Composantes isotypiques de pro-$p$-extensions de corps de nombres et $p$-rationalité

Let $p$ be a prime number, and let ${\rm K}/{\rm k}$ be a finite Galois extension of number fields with Galois group $\Delta$ of order coprime to $p$. Let $S$ be a finite set of non-Archimedean places of ${\rm k}$ including the set $S_p$ of $p$-adic places, and let ${\rm K}_S$ be the maximal pro-$p$ extension of ${\rm K}$ unramified outside $S$. Let $G:=G_S/H$ be a quotient of $G_S:=\operatorname{Gal}({\rm K}_S/{\rm K})$ on which $\Delta$ acts trivially. Put ${\rm X}:=H/[H,H]$. In this paper, we study the $\varphi$-component ${\rm X}^\varphi$ of ${\rm X}$ for all ${\rm Q}_p$-irreductible characters $\varphi$ of $\Delta$, and, in particular, by assuming the Leopoldt conjecture, we show that for all non-trivial characters $\varphi$, the ${\rm Z}_p[[G]]$-module ${\rm X}^\varphi$ is free if and only if the $\varphi$-component of the ${\rm Z}_p$-torsion of $G_S/[G_S,G_S]$ is trivial.

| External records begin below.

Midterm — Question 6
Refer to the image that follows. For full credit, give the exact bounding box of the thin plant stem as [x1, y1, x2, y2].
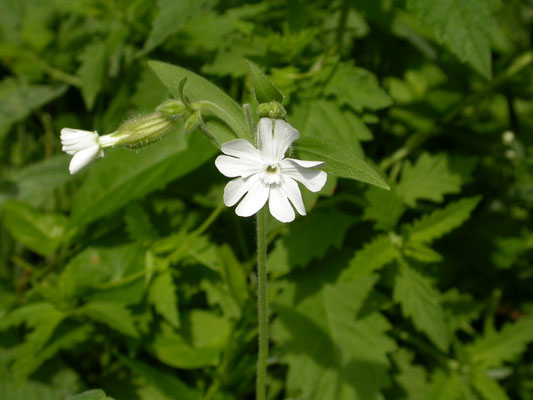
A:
[255, 208, 268, 400]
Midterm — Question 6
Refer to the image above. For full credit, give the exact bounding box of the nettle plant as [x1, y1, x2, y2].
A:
[61, 61, 389, 400]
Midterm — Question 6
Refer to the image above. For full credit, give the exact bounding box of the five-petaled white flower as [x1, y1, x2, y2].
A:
[61, 128, 120, 174]
[215, 118, 327, 222]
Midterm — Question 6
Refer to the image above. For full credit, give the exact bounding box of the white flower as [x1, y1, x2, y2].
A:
[215, 118, 327, 222]
[61, 128, 119, 174]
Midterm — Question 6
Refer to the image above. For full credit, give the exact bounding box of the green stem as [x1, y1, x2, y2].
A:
[255, 208, 268, 400]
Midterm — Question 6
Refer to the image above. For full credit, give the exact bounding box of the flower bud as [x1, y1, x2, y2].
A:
[156, 99, 187, 119]
[109, 111, 177, 148]
[183, 110, 202, 133]
[257, 101, 287, 119]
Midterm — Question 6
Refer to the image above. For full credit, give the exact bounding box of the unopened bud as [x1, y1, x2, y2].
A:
[183, 110, 202, 133]
[257, 101, 287, 119]
[109, 111, 177, 148]
[502, 131, 515, 145]
[156, 99, 187, 119]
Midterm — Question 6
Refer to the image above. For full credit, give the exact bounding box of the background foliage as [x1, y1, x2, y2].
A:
[0, 0, 533, 400]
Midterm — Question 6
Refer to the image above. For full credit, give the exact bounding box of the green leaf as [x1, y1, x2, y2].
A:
[2, 200, 72, 255]
[269, 209, 357, 273]
[0, 154, 72, 208]
[364, 186, 405, 230]
[340, 235, 399, 282]
[398, 153, 461, 207]
[392, 349, 429, 400]
[324, 63, 392, 111]
[466, 316, 533, 368]
[143, 0, 205, 54]
[273, 274, 395, 400]
[78, 301, 139, 337]
[407, 0, 495, 79]
[393, 262, 450, 351]
[72, 133, 216, 225]
[247, 60, 283, 103]
[424, 370, 464, 400]
[407, 196, 481, 243]
[291, 100, 372, 156]
[148, 310, 231, 369]
[0, 78, 67, 143]
[67, 389, 107, 400]
[118, 354, 202, 400]
[470, 371, 509, 400]
[78, 41, 107, 110]
[294, 137, 389, 189]
[148, 61, 251, 143]
[148, 269, 180, 328]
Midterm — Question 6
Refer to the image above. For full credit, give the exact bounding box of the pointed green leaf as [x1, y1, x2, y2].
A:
[148, 269, 180, 328]
[148, 61, 251, 143]
[407, 196, 481, 243]
[466, 316, 533, 368]
[79, 301, 139, 337]
[407, 0, 497, 79]
[397, 153, 461, 207]
[248, 61, 283, 103]
[393, 262, 450, 351]
[294, 137, 389, 189]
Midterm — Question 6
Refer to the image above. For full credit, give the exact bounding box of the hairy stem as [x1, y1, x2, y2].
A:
[256, 208, 268, 400]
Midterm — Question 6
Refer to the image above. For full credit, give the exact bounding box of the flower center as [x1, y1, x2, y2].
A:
[262, 164, 281, 185]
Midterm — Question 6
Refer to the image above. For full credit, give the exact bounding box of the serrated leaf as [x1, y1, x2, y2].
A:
[273, 276, 395, 400]
[407, 196, 481, 243]
[364, 187, 405, 230]
[72, 133, 217, 225]
[78, 301, 139, 337]
[294, 137, 389, 189]
[78, 41, 107, 110]
[466, 316, 533, 368]
[143, 0, 205, 54]
[269, 210, 357, 273]
[148, 269, 180, 328]
[248, 61, 283, 103]
[397, 153, 461, 207]
[340, 235, 399, 282]
[148, 61, 251, 144]
[393, 261, 450, 351]
[407, 0, 495, 79]
[1, 200, 73, 255]
[324, 63, 392, 111]
[469, 371, 509, 400]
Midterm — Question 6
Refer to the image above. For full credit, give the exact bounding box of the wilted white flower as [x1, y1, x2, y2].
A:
[215, 118, 327, 222]
[61, 128, 119, 174]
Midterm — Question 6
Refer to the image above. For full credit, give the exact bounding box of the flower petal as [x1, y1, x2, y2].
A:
[69, 145, 104, 175]
[220, 139, 262, 163]
[224, 175, 259, 207]
[280, 158, 328, 192]
[215, 156, 261, 178]
[257, 118, 300, 164]
[268, 185, 296, 222]
[280, 176, 307, 215]
[235, 177, 270, 217]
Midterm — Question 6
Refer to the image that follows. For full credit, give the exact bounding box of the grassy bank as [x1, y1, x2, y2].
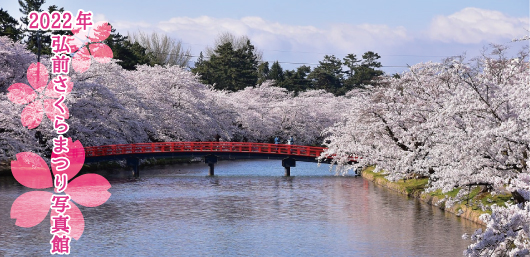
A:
[0, 158, 202, 176]
[361, 167, 512, 225]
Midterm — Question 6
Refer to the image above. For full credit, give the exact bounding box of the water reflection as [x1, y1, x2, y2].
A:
[0, 161, 477, 256]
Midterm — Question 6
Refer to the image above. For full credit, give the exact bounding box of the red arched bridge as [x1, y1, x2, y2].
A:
[85, 142, 354, 176]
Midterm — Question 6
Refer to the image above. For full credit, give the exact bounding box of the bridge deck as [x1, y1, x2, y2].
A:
[85, 142, 324, 162]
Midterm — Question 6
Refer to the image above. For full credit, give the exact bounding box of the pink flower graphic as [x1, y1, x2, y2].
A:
[68, 21, 113, 73]
[7, 63, 74, 129]
[11, 138, 111, 240]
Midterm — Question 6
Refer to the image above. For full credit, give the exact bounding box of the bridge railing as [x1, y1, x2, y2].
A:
[85, 142, 324, 158]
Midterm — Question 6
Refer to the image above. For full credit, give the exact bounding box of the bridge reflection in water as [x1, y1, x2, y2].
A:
[85, 142, 350, 177]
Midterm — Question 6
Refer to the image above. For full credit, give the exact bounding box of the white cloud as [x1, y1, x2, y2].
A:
[428, 7, 529, 44]
[157, 16, 409, 53]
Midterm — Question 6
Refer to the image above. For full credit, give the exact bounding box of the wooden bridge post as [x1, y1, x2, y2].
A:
[125, 157, 140, 178]
[204, 154, 217, 176]
[282, 157, 296, 177]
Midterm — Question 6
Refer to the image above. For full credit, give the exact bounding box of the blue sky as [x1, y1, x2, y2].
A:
[2, 0, 530, 73]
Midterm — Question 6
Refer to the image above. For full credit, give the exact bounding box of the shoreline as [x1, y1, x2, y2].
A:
[361, 168, 486, 226]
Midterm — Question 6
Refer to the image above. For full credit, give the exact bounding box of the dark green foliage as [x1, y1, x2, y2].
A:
[192, 40, 258, 91]
[104, 28, 154, 70]
[308, 51, 383, 95]
[308, 55, 344, 95]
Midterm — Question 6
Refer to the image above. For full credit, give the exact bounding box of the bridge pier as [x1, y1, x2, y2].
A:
[282, 157, 296, 177]
[126, 157, 140, 178]
[204, 154, 217, 176]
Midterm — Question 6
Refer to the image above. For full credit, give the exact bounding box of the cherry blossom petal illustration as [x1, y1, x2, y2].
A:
[11, 152, 53, 187]
[11, 190, 53, 228]
[52, 138, 85, 178]
[65, 174, 111, 207]
[20, 101, 44, 129]
[46, 75, 74, 98]
[72, 47, 90, 73]
[88, 43, 113, 63]
[68, 27, 90, 53]
[27, 62, 50, 92]
[50, 201, 85, 240]
[88, 21, 112, 42]
[7, 83, 37, 104]
[44, 99, 70, 121]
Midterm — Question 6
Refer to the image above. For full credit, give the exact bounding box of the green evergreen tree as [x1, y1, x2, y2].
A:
[308, 55, 345, 95]
[352, 51, 383, 87]
[104, 28, 154, 70]
[258, 62, 270, 85]
[279, 65, 312, 95]
[192, 40, 258, 91]
[269, 61, 283, 82]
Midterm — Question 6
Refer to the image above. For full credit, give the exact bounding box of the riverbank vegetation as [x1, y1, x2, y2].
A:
[0, 1, 530, 252]
[324, 45, 530, 256]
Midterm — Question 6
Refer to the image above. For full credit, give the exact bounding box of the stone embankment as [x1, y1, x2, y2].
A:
[361, 170, 485, 225]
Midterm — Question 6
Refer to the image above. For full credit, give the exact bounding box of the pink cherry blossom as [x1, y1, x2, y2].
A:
[11, 138, 111, 240]
[7, 63, 73, 129]
[69, 21, 113, 73]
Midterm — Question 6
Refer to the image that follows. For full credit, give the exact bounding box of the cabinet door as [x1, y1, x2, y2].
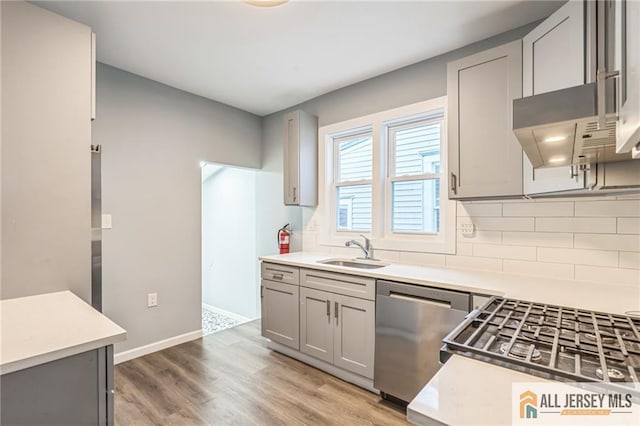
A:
[615, 0, 640, 153]
[333, 295, 375, 379]
[522, 2, 586, 194]
[283, 111, 300, 205]
[300, 287, 333, 363]
[447, 40, 522, 199]
[262, 280, 300, 349]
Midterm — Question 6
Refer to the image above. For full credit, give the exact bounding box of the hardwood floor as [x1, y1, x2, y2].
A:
[115, 321, 407, 426]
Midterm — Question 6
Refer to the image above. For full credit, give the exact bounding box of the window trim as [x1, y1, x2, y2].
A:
[310, 96, 456, 254]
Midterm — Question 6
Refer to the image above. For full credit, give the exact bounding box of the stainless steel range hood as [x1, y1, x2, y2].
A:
[513, 0, 633, 168]
[513, 79, 631, 168]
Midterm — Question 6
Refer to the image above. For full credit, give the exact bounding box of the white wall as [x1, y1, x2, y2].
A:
[93, 64, 262, 352]
[202, 167, 258, 319]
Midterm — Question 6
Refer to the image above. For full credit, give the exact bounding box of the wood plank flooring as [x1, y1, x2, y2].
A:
[115, 321, 408, 426]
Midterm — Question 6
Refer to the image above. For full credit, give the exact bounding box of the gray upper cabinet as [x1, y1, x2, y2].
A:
[447, 40, 523, 199]
[615, 0, 640, 153]
[283, 110, 318, 206]
[522, 1, 591, 195]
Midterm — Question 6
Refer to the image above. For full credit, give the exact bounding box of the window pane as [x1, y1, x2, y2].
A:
[336, 185, 371, 231]
[391, 179, 440, 233]
[391, 122, 441, 176]
[337, 135, 373, 182]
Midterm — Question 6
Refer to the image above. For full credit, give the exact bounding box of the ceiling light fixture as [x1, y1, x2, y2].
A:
[543, 136, 567, 143]
[244, 0, 289, 7]
[549, 157, 567, 163]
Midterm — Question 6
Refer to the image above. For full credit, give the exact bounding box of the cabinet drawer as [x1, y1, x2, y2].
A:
[260, 262, 300, 285]
[300, 269, 376, 300]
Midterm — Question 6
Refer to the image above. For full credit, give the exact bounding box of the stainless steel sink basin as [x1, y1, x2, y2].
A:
[318, 259, 388, 269]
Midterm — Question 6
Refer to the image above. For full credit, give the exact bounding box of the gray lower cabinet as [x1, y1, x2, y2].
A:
[261, 280, 300, 350]
[300, 273, 375, 378]
[300, 287, 334, 363]
[0, 346, 114, 425]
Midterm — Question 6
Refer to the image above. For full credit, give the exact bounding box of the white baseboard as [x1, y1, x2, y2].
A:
[202, 303, 257, 324]
[267, 340, 380, 395]
[113, 330, 202, 364]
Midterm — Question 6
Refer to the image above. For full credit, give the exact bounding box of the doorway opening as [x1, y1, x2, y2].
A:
[202, 163, 260, 336]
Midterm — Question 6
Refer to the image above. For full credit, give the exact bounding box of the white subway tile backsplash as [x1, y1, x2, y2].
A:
[457, 202, 502, 217]
[473, 244, 536, 260]
[619, 251, 640, 269]
[575, 265, 640, 285]
[535, 217, 616, 234]
[310, 194, 640, 284]
[445, 256, 502, 272]
[502, 260, 574, 280]
[576, 200, 640, 217]
[471, 217, 534, 231]
[458, 231, 502, 244]
[502, 201, 573, 217]
[575, 234, 640, 251]
[400, 251, 445, 266]
[538, 247, 618, 267]
[618, 217, 640, 234]
[502, 232, 573, 247]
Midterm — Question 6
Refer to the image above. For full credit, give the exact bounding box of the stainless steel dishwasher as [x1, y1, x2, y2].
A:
[373, 280, 471, 402]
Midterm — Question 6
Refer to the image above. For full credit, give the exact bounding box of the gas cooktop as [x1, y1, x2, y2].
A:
[441, 297, 640, 395]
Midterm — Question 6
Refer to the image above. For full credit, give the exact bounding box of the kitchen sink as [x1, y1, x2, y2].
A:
[318, 259, 389, 269]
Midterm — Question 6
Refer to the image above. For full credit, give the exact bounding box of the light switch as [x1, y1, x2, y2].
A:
[102, 214, 113, 229]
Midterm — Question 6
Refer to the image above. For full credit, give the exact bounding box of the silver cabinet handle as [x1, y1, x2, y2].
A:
[451, 172, 458, 194]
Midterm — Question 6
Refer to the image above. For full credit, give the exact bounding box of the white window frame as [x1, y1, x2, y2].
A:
[313, 96, 456, 254]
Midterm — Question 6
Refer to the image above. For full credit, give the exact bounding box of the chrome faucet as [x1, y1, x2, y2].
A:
[344, 234, 374, 260]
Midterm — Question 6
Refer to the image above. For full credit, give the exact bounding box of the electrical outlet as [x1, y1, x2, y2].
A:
[147, 293, 158, 308]
[462, 223, 475, 237]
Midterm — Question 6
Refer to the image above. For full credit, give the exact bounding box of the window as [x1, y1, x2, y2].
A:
[318, 98, 455, 253]
[333, 132, 373, 232]
[388, 113, 444, 234]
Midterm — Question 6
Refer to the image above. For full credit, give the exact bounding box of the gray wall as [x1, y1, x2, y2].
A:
[256, 23, 537, 262]
[93, 64, 262, 352]
[0, 2, 91, 301]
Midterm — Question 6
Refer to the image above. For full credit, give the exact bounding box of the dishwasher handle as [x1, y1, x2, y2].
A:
[376, 280, 471, 312]
[389, 291, 451, 309]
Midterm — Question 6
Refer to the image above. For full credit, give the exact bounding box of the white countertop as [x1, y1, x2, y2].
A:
[0, 291, 126, 374]
[260, 252, 640, 314]
[407, 355, 548, 426]
[407, 355, 640, 426]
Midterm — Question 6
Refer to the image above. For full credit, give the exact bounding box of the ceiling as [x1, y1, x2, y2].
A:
[34, 0, 563, 115]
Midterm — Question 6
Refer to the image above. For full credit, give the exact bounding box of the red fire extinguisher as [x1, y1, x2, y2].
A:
[278, 223, 291, 254]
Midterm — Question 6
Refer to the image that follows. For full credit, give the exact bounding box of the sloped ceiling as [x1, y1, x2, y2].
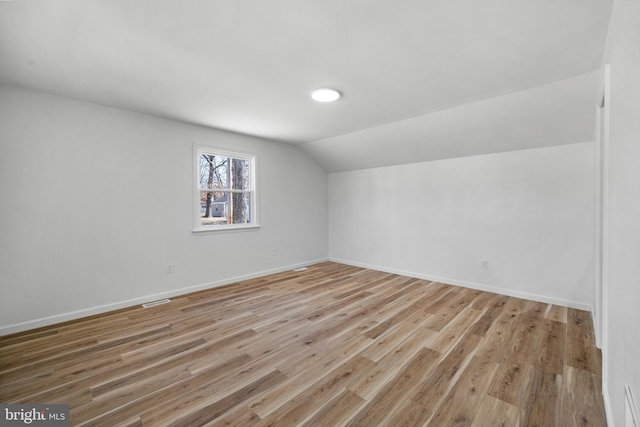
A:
[0, 0, 612, 171]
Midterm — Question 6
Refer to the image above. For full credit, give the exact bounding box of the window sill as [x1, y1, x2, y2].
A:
[192, 224, 261, 234]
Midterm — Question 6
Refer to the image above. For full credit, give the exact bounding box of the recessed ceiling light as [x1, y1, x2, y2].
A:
[311, 87, 341, 102]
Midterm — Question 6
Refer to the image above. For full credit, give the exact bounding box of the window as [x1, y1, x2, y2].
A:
[194, 147, 258, 231]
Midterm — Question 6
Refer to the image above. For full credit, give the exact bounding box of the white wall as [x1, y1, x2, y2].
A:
[329, 142, 594, 309]
[303, 71, 598, 172]
[0, 85, 328, 334]
[604, 0, 640, 426]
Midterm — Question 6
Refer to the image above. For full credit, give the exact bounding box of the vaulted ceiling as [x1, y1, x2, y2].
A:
[0, 0, 612, 171]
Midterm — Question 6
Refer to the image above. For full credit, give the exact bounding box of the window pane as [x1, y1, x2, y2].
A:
[229, 193, 251, 224]
[198, 153, 230, 188]
[231, 159, 251, 190]
[200, 191, 229, 226]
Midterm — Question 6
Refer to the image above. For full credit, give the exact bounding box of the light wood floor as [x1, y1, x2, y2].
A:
[0, 263, 605, 427]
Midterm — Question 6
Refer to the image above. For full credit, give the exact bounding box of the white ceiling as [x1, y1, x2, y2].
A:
[0, 0, 612, 170]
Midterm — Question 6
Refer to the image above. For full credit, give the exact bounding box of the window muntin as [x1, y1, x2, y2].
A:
[194, 147, 258, 231]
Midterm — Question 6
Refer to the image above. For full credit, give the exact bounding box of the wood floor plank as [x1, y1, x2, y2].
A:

We also make a numerical study of the freeness of ${\rm X}^\varphi$ in cyclic extensions ${\rm K}/{\rm Q}$ of degree $3$ and $4$ (by using families of polynomials given by Balady, Lecacheux, and more recently by Balady and Washington), but also in degree $6$ dihedral extension over ${\rm Q}$: the results we get support a recent conjecture of Gras.